Le ton vert de l'artwork de l'album n'est d'ailleurs pas innocent : Peste Noire cuvée 2009 nous renvoie encore plus que précédemment au Moyen-Âge, où la nature était encore partie intégrante de la vie. Bas ou haut, peu importe, du moment que les festoieries païennes et autres batailles conquérantes soient de la partie. Contrairement à ce qu'il affirmait haut et fort dans une interview (à savoir qu'il ne voulait pas faire de black humaniste), Famine se rapproche ici plus que jamais de l'homme, en prônant la fraternité générale contre les ennemis de la France. Prenant sa couronne de ménestrel fou, il se fait le narrateur d'épopées guerrières épiques, tout en rendant hommages à la terre de ses ancêtres, oubliant presque que ça tend la bite (j'ai honte), et ne faisant pas référence à Sa Grandeur plus d'une ou deux fois. Peut-être l'harmonica démoniaque de "Rance Black Metal de France" joue-t-il des notes impies afin de l'invoquer ?

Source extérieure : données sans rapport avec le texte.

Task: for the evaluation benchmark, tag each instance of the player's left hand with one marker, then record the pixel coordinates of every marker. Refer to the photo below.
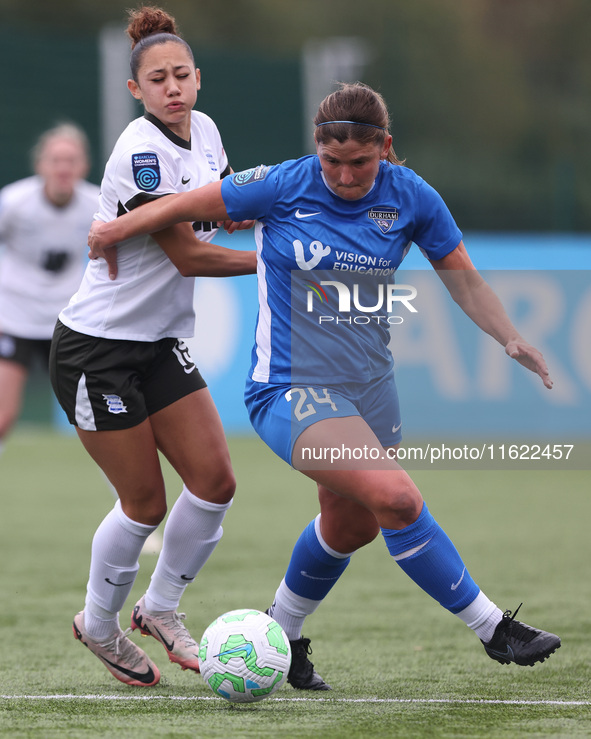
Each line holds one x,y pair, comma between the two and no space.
231,226
97,251
530,358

Opus versant franchement dans le nationalisme idéologique, et n'offrant qu'un contenu limité par rapport à ses deux prédécesseurs, Ballade peut décevoir, malgré des morceaux témoignant d'une évolution intéressante. Les nostalgiques de la Sanie regretteront les longues incartades acoustiques de "Phalènes Et Pestilence", tandis que les fans de Folkfuck (ça existe?) trouveront le son trop propre. Peste Noire poursuit son évolution, se fichant de désappointer ou non ses auditeurs, et n'obéissant qu'aux caprices de son versatile maître.